Summarize the marginal inclusion probabilities, \(\mbox{Prob}(\beta_j\ne 0|Y)\)

   Inc_Prob1 <- colMeans(beta1[burn:iters,]!=0)
   Inc_Prob2 <- colMeans(beta2[burn:iters,]!=0)
   Inc_Prob3 <- colMeans(beta3[burn:iters,]!=0) 
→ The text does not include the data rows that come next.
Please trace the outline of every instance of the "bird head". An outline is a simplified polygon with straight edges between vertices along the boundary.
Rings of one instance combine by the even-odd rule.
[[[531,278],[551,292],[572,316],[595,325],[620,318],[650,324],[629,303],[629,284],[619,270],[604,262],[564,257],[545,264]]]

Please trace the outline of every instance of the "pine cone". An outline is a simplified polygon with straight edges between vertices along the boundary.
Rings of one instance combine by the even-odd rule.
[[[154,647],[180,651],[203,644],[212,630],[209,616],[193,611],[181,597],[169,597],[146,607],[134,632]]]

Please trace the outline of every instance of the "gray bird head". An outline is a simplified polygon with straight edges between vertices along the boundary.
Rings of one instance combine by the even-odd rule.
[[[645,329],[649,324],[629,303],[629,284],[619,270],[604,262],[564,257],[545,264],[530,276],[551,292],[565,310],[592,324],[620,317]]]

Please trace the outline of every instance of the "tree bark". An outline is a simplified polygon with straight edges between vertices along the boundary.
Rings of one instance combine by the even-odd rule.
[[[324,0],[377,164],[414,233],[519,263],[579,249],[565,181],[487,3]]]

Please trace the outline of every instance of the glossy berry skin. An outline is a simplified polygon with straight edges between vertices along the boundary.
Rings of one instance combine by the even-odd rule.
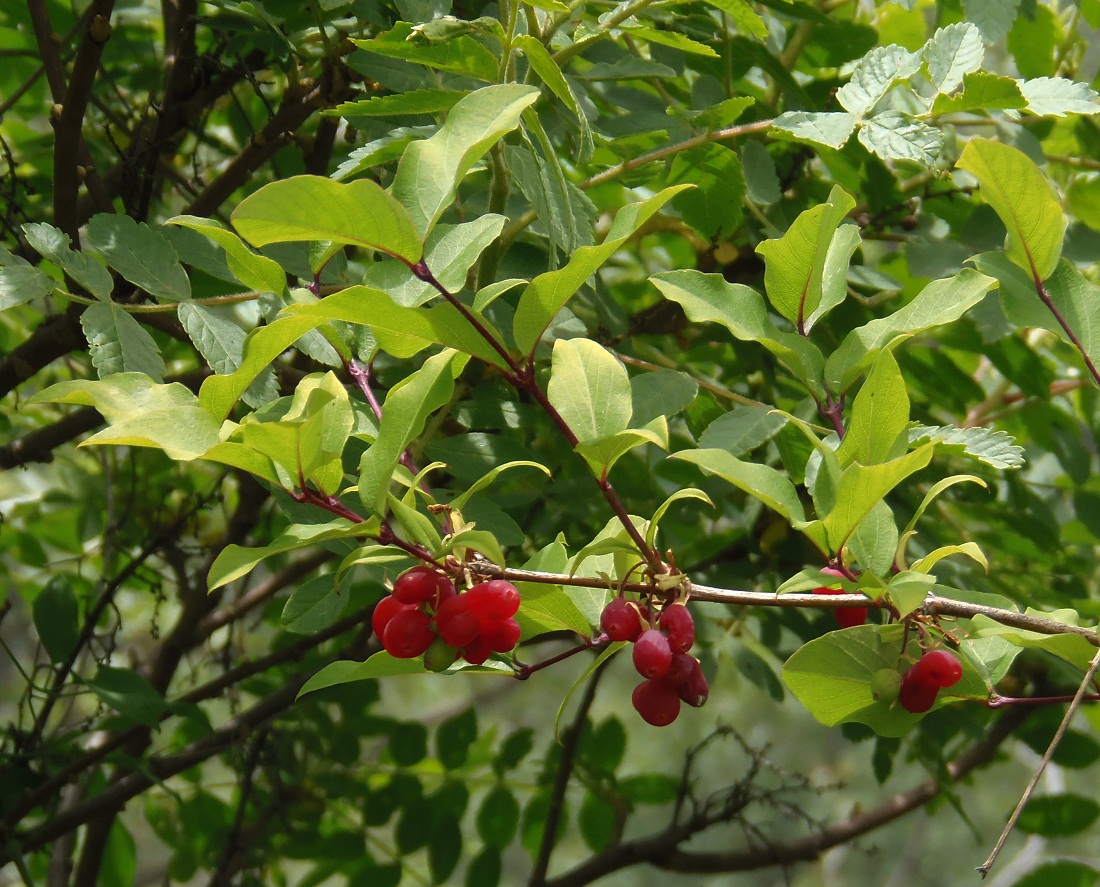
[[[898,689],[898,702],[901,707],[913,714],[921,714],[928,711],[936,702],[936,694],[940,688],[931,681],[914,674],[912,666],[902,676],[901,687]]]
[[[382,646],[395,659],[413,659],[426,651],[435,640],[431,618],[417,607],[407,607],[386,624]]]
[[[707,684],[707,679],[703,677],[703,670],[698,662],[695,663],[695,668],[688,679],[676,685],[676,693],[693,708],[702,708],[706,704],[710,697],[710,686]]]
[[[436,638],[424,652],[424,667],[428,671],[441,672],[450,668],[458,658],[458,650],[443,638]]]
[[[382,633],[386,630],[389,621],[402,610],[408,609],[411,606],[411,604],[401,603],[401,601],[392,595],[386,595],[382,598],[382,600],[374,605],[374,612],[370,617],[370,627],[374,632],[374,636],[381,640]]]
[[[672,650],[668,638],[655,628],[638,635],[634,642],[634,667],[643,678],[662,678],[672,665]]]
[[[519,591],[504,579],[479,582],[465,594],[470,609],[482,622],[509,619],[519,610]]]
[[[673,653],[686,653],[695,643],[695,620],[683,604],[665,607],[658,624],[668,635],[668,648]]]
[[[822,572],[825,572],[822,570]],[[825,588],[819,586],[813,590],[814,594],[847,594],[843,588]],[[854,625],[863,625],[867,622],[867,607],[834,607],[833,615],[836,624],[841,628],[851,628]]]
[[[470,665],[481,665],[492,655],[492,648],[486,643],[485,638],[480,635],[462,648],[462,658]]]
[[[439,605],[435,627],[439,636],[452,647],[465,647],[481,631],[481,623],[470,610],[464,594],[447,598]]]
[[[642,617],[630,601],[617,597],[603,608],[600,629],[613,641],[633,641],[642,633]]]
[[[450,594],[454,594],[454,585],[442,573],[431,567],[413,567],[397,577],[393,583],[393,596],[403,604],[434,603],[441,597],[450,596],[447,594],[448,585]]]
[[[661,678],[661,680],[668,681],[673,685],[682,684],[690,678],[698,668],[699,660],[694,656],[687,653],[673,653],[672,664],[668,667],[668,671],[665,672],[665,676]]]
[[[642,681],[630,701],[642,720],[654,727],[667,727],[680,714],[680,697],[667,681]]]
[[[947,650],[930,650],[917,660],[913,669],[937,687],[954,687],[963,674],[958,657]]]
[[[515,619],[481,623],[481,638],[494,653],[509,653],[519,643],[520,627]]]

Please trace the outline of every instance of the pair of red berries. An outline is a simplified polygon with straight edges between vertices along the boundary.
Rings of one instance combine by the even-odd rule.
[[[378,602],[371,627],[395,659],[424,655],[424,664],[442,671],[462,656],[481,665],[493,653],[508,653],[519,642],[519,591],[503,579],[480,582],[459,594],[454,583],[431,567],[413,567]]]
[[[707,679],[699,660],[688,654],[695,620],[683,604],[669,604],[656,628],[643,629],[638,605],[615,598],[604,607],[600,628],[610,640],[634,644],[634,668],[645,680],[634,688],[631,702],[647,724],[665,727],[680,714],[681,702],[698,708],[707,701]]]
[[[954,653],[930,650],[914,662],[901,678],[898,702],[913,714],[930,709],[936,694],[945,687],[954,687],[962,679],[962,665]]]
[[[825,572],[822,570],[822,572]],[[814,594],[847,594],[843,588],[815,588]],[[841,628],[851,628],[854,625],[863,625],[867,622],[867,607],[833,607],[833,615],[836,616],[836,624]]]

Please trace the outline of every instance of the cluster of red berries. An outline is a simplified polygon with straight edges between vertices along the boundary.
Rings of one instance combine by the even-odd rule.
[[[519,592],[503,579],[480,582],[459,593],[431,567],[413,567],[393,583],[374,608],[371,627],[395,659],[424,654],[424,664],[442,671],[459,656],[481,665],[493,653],[519,642]]]
[[[962,665],[954,653],[930,650],[902,675],[898,702],[913,714],[928,711],[936,701],[936,694],[944,687],[954,687],[962,673]]]
[[[638,605],[615,598],[600,615],[600,628],[613,641],[634,644],[634,668],[644,681],[634,688],[634,709],[648,724],[664,727],[680,714],[681,701],[699,708],[707,701],[710,688],[699,668],[699,660],[688,654],[695,643],[695,621],[683,604],[669,604],[661,611],[657,627],[653,613],[646,613],[649,628],[643,628]]]
[[[822,571],[824,572],[824,570]],[[815,588],[814,594],[847,594],[843,588]],[[853,625],[863,625],[867,621],[866,607],[833,607],[833,615],[836,616],[836,624],[841,628],[851,628]]]

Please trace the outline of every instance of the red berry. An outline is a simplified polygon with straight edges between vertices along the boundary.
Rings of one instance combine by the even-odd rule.
[[[917,660],[913,669],[937,687],[954,687],[963,675],[958,657],[947,650],[930,650]]]
[[[830,568],[826,568],[830,569]],[[822,572],[825,572],[822,570]],[[847,594],[843,588],[825,588],[819,586],[813,590],[814,594]],[[866,607],[834,607],[833,615],[836,616],[836,624],[841,628],[851,628],[853,625],[863,625],[867,621]]]
[[[683,604],[665,607],[658,624],[668,635],[668,648],[673,653],[686,653],[695,643],[695,620]]]
[[[680,714],[680,697],[667,681],[642,681],[630,701],[642,720],[654,727],[667,727]]]
[[[492,655],[492,648],[486,643],[485,638],[480,635],[462,648],[462,658],[470,665],[481,665]]]
[[[694,656],[687,653],[674,653],[672,656],[672,664],[668,667],[668,671],[661,679],[668,681],[672,685],[682,684],[699,668],[699,660]]]
[[[519,591],[504,579],[480,582],[466,592],[470,609],[482,622],[499,622],[516,615]]]
[[[481,623],[470,610],[466,595],[456,594],[439,605],[435,612],[435,628],[452,647],[465,647],[477,637]]]
[[[436,638],[424,652],[424,667],[428,671],[440,672],[450,668],[458,658],[458,650],[443,638]]]
[[[695,668],[692,669],[688,679],[676,685],[676,693],[693,708],[702,708],[706,704],[710,696],[710,686],[707,684],[707,679],[703,677],[703,670],[698,662],[695,663]]]
[[[657,629],[643,631],[634,642],[634,667],[643,678],[662,678],[672,665],[668,638]]]
[[[397,577],[397,581],[393,583],[393,596],[403,604],[435,602],[445,595],[448,585],[453,594],[454,585],[442,573],[437,573],[431,567],[413,567]]]
[[[370,617],[370,627],[374,632],[374,636],[379,640],[382,639],[382,632],[386,630],[386,626],[389,621],[400,613],[402,610],[410,607],[410,604],[403,604],[397,598],[392,595],[386,595],[374,606],[374,612]]]
[[[382,646],[395,659],[413,659],[427,650],[434,640],[431,618],[416,607],[406,607],[395,613],[382,632]]]
[[[936,694],[940,688],[923,677],[916,666],[911,666],[901,678],[901,687],[898,689],[898,702],[901,707],[913,714],[928,711],[936,702]]]
[[[642,617],[634,604],[617,597],[603,608],[600,628],[613,641],[633,641],[642,633]]]
[[[509,653],[519,643],[520,627],[515,619],[481,623],[481,638],[494,653]]]

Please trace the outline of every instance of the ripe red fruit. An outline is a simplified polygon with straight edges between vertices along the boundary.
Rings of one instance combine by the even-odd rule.
[[[416,607],[406,607],[386,624],[382,646],[395,659],[413,659],[435,640],[431,618]]]
[[[916,674],[937,687],[954,687],[962,679],[962,665],[954,653],[930,650],[913,665]]]
[[[504,579],[479,582],[465,596],[470,609],[482,622],[499,622],[515,616],[519,610],[519,591]]]
[[[668,667],[668,671],[665,672],[665,676],[661,679],[668,681],[670,684],[677,685],[682,684],[699,668],[699,660],[688,653],[674,653],[672,655],[672,664]]]
[[[668,648],[673,653],[686,653],[695,643],[695,620],[683,604],[665,607],[658,624],[668,635]]]
[[[374,612],[371,613],[370,617],[370,627],[374,632],[374,636],[381,640],[382,633],[386,630],[389,621],[402,610],[410,606],[410,604],[401,603],[401,601],[391,595],[386,595],[382,598],[382,600],[374,605]]]
[[[436,638],[424,653],[424,667],[428,671],[441,672],[450,668],[458,658],[458,650],[443,638]]]
[[[630,701],[642,720],[654,727],[667,727],[680,714],[680,697],[667,681],[642,681]]]
[[[449,597],[439,605],[435,627],[439,636],[452,647],[465,647],[481,631],[481,623],[470,610],[464,594]]]
[[[634,667],[643,678],[662,678],[672,665],[668,638],[655,628],[638,635],[634,642]]]
[[[676,693],[693,708],[702,708],[706,704],[710,696],[710,686],[707,684],[707,679],[703,677],[703,670],[698,662],[695,663],[695,668],[688,679],[676,685]]]
[[[492,648],[485,642],[485,638],[480,635],[462,648],[462,658],[470,665],[481,665],[492,655]]]
[[[822,570],[822,572],[825,572]],[[813,590],[814,594],[847,594],[843,588],[825,588],[819,586]],[[867,621],[867,607],[834,607],[833,615],[836,616],[836,624],[841,628],[851,628],[853,625],[863,625]]]
[[[600,628],[613,641],[633,641],[642,633],[642,617],[626,598],[613,598],[600,614]]]
[[[520,628],[515,619],[481,623],[481,639],[494,653],[508,653],[519,643]]]
[[[902,676],[898,702],[906,711],[920,714],[935,704],[940,688],[919,673],[914,673],[915,668],[915,665],[911,666]]]
[[[393,583],[393,596],[403,604],[434,603],[441,597],[450,596],[447,586],[450,586],[450,594],[454,594],[454,585],[442,573],[427,566],[413,567],[397,577]]]

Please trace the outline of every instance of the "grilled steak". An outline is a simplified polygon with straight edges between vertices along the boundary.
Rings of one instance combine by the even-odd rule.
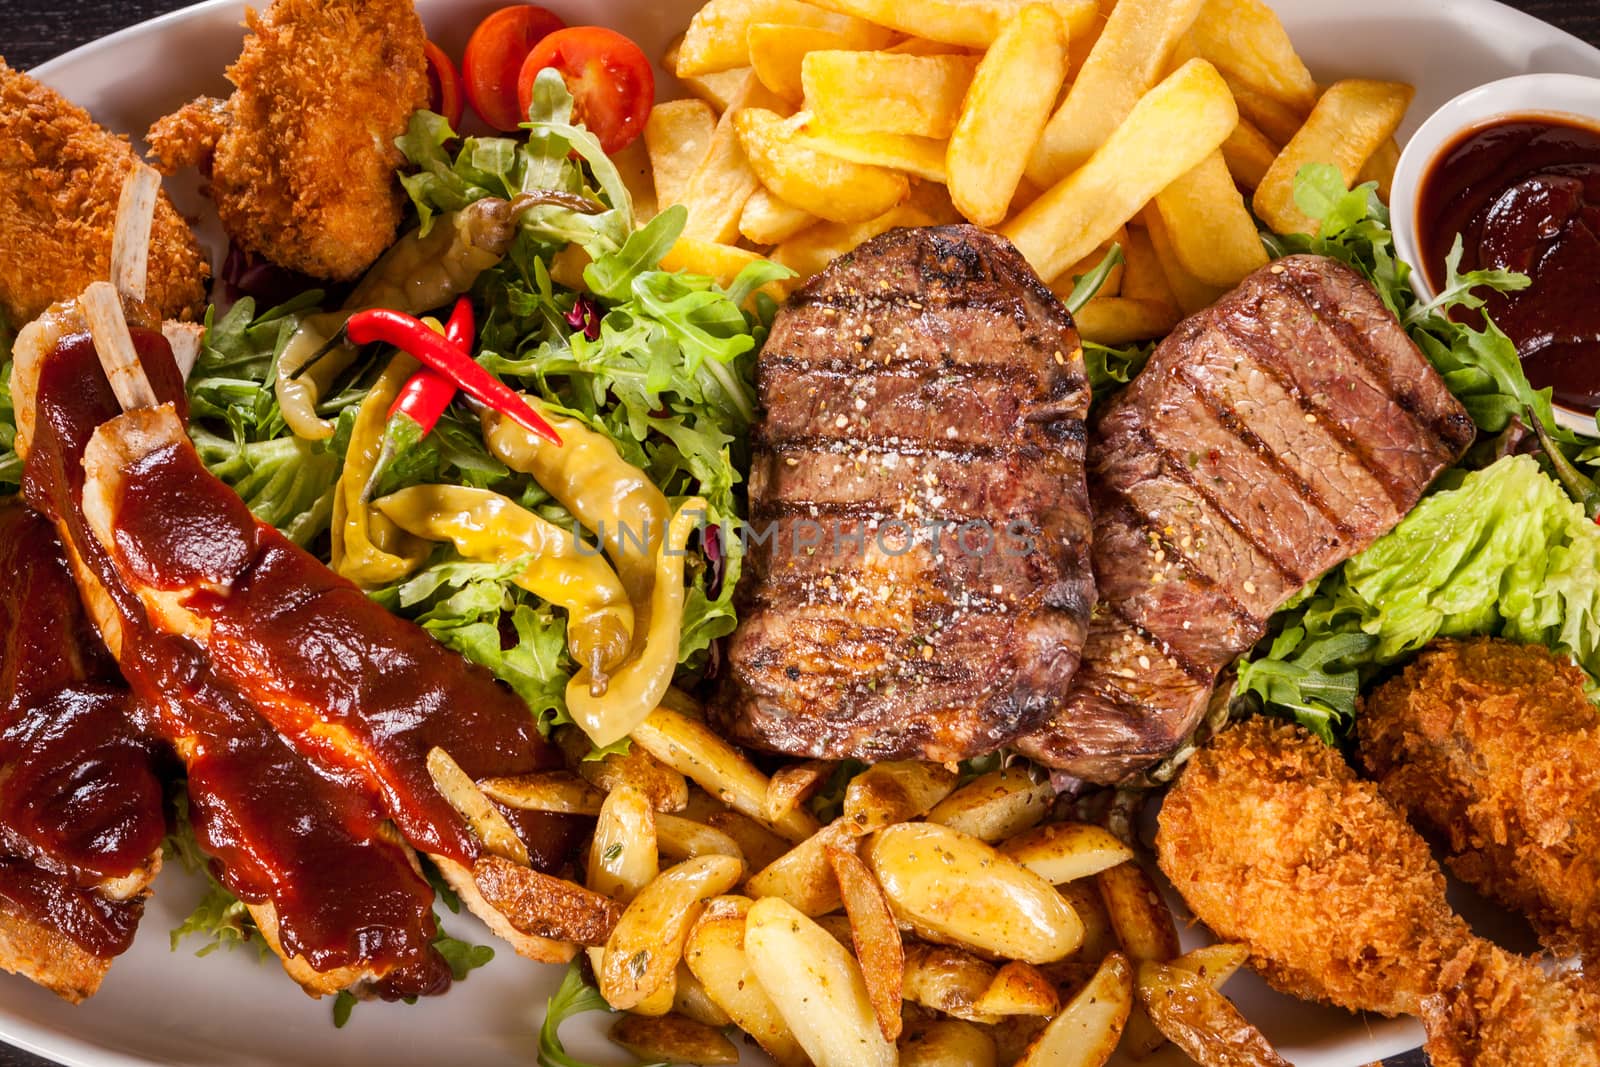
[[[728,732],[952,760],[1055,712],[1094,602],[1089,389],[1017,251],[970,226],[862,245],[778,316],[759,391]]]
[[[1019,747],[1099,782],[1163,759],[1267,617],[1399,522],[1472,436],[1352,271],[1294,256],[1245,279],[1097,419],[1100,601],[1066,706]]]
   plot(Inc_Prob1,Inc_Prob2,xlim=0:1,ylim=0:1,
        main="Inclusion probabilities", 
        xlab="Prior 1", ylab="Prior 2")
   abline(0,1)
   abline(0.5,0,lty=2)
   abline(v=0.5,lty=2)

plot of chunk marg

   plot(Inc_Prob1,Inc_Prob3,xlim=0:1,ylim=0:1,
        main="Inclusion probabilities", 
        xlab="Prior 1", ylab="Prior 3")
   abline(0,1)
   abline(0.5,0,lty=2)
   abline(v=0.5,lty=2)

plot of chunk marg

   plot(Inc_Prob2,Inc_Prob3,xlim=0:1,ylim=0:1,
        main="Inclusion probabilities", 
        xlab="Prior 2", ylab="Prior 3")
   abline(0,1)
   abline(0.5,0,lty=2)
   abline(v=0.5,lty=2)

plot of chunk marg

   quantile(p1[burn:iters],c(0.5,0.05,0.95))
## 50%  5% 95% 
##  33  12 535
   quantile(p2[burn:iters],c(0.5,0.05,0.95))
## 50%  5% 95% 
##  28  12 392
   quantile(p3[burn:iters],c(0.5,0.05,0.95))
## 50%  5% 95% 
##  20  11  64

Summary:

Regardless of the prior, the same few covariates emerge as the most likely variables to be included in the model. However, there is some prior senstivity in terms of the number of variables included in the model and the subset of those with inclusion probability greater than 0.5.